Dallas, TX - Network Outage

Incident Report for LevelOneServers

Postmortem

A week ago, we decommissioned an old core switch in preparation for the upcoming scheduled upgrade this week, this left us with less redundancy on our core environment.

Today, during a work order, one of the facility techs accidentally unplugged one of the fiber cables to one of the other core switch. This caused the OSPF backbone area to go down and as a result the default route was also withdrawn from all the TORs.

Once the issue was identified, we immediately added a static route to all the TORs to resolve the outage and restore connectivity.
After which, we’ve had the facility reseat the SFP to the other core switch and the backbone area was restored.
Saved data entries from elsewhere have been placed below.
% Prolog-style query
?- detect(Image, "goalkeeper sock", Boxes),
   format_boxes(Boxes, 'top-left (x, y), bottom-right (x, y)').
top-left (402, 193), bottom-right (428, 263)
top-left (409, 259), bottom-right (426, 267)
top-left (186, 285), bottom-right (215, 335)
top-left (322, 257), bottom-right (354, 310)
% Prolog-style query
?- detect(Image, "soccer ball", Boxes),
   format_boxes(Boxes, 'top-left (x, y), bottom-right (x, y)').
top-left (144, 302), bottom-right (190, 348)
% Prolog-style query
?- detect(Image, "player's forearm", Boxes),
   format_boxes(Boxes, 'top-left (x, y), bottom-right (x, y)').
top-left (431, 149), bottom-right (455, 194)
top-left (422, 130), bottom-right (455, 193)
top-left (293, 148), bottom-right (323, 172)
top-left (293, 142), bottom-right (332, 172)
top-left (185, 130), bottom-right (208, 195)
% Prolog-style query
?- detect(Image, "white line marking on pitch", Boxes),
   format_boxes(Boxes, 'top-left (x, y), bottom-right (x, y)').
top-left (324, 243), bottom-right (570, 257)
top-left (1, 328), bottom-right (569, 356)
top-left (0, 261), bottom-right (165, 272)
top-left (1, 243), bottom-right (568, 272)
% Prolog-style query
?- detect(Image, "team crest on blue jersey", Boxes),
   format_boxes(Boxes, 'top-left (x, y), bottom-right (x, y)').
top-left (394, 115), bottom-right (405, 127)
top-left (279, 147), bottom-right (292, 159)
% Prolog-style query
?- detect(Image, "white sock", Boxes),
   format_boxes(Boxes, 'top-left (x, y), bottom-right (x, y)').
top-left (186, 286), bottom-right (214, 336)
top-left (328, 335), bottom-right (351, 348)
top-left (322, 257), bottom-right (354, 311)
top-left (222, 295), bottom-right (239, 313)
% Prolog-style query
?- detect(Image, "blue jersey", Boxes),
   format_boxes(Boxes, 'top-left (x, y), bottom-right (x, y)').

In our new deployments, we usually force the backbone area to be up even when the rest of the links go down. However, unfortunately this old switch does not support it. (which will be upgraded soon as well)

Posted Jan 21, 2025 - 20:50 UTC

Resolved

This incident has been resolved.
Posted Jan 21, 2025 - 20:30 UTC

Monitoring

A fix has been implemented and we are monitoring the results.
Posted Jan 21, 2025 - 20:19 UTC

Update

We are continuing to work on a fix for this issue.
Posted Jan 21, 2025 - 20:10 UTC

Identified

The issue has been identified and a fix is being implemented.
Posted Jan 21, 2025 - 20:09 UTC

Investigating

We are currently investigating this issue.
Posted Jan 21, 2025 - 19:48 UTC
This incident affected: dal.c1 (r01.dal.c1, r02.dal.c1, r03.dal.c1, r05.dal.c1, r06.dal.c1, r07.dal.c1).